11. The elevator brake performance detection device according to claim 10, wherein the controller is further configured to: when at least one peak or valley appears in said interval, judge that the interval is not smooth and the braking smoothness of the elevator brake is degraded.

12. The elevator brake performance detection device according to claim 10, wherein the controller is further configured to: when the braking time is larger than the preset value and the interval is not smooth, judge that surface quality of a guide member in the elevator brake is degraded; wherein the guide member is configured to guide a moving part in the elevator brake to move relative to a fixed part, the electromagnetic member is disposed on the fixed part, and in the braking state, the moving part is driven to move toward the elevator power device and contact the elevator power device through a friction member in the moving part to provide the braking force.

13. The elevator brake performance detection device according to claim 10, wherein an operating time of the elevator comprises an idle period and a busy period, and the controller is further configured to execute A-D automatically in the idle period with a preset time cycle.
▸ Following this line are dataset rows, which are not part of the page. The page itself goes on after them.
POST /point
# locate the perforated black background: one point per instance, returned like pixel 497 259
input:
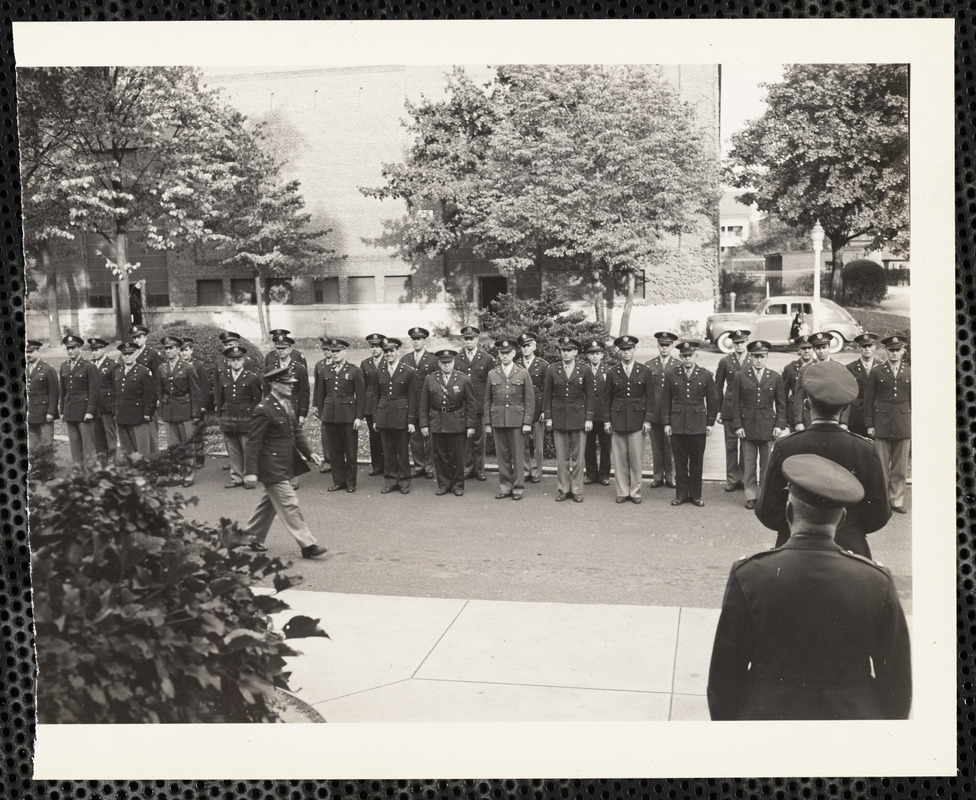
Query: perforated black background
pixel 16 664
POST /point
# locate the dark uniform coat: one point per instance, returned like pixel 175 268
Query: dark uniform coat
pixel 758 407
pixel 275 445
pixel 569 402
pixel 628 402
pixel 135 394
pixel 43 393
pixel 450 407
pixel 799 631
pixel 690 405
pixel 888 402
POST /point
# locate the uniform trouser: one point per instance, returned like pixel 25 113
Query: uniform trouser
pixel 396 457
pixel 134 438
pixel 474 449
pixel 894 461
pixel 341 441
pixel 569 461
pixel 598 438
pixel 281 500
pixel 81 439
pixel 689 454
pixel 510 452
pixel 448 449
pixel 534 440
pixel 751 453
pixel 661 454
pixel 628 462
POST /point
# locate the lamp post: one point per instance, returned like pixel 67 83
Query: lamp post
pixel 817 236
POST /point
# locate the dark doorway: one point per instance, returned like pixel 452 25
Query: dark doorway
pixel 489 287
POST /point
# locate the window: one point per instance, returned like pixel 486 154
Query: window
pixel 210 292
pixel 325 290
pixel 362 289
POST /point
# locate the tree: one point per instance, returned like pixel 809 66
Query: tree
pixel 596 167
pixel 832 146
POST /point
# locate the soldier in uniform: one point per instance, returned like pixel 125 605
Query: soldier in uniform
pixel 724 378
pixel 370 366
pixel 476 364
pixel 447 414
pixel 829 387
pixel 758 415
pixel 536 367
pixel 663 458
pixel 238 391
pixel 688 409
pixel 396 416
pixel 597 438
pixel 134 399
pixel 569 396
pixel 274 452
pixel 809 630
pixel 79 400
pixel 888 417
pixel 340 405
pixel 180 401
pixel 628 397
pixel 43 393
pixel 509 409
14. The elevator brake performance detection device according to claim 9, wherein the controller is configured to control the input voltage of the electromagnetic member by gradually reducing a PWM duty cycle of the input voltage.

15. The elevator brake performance detection device according to claim 9, wherein the controller is further configured to execute the following:

before A is executed, confirming that the elevator car is currently in an empty state; and/or

after C is executed, outputting report information at least related to the braking time.

16. The elevator brake performance detection device according to claim 15, wherein the controller is further configured to store the report information locally in the elevator or in a cloud server, and/or send the report information to a user end which comprises user's mobile communication terminal.

17. An elevator brake, which is equipped with the elevator brake performance detection device according to claim 9.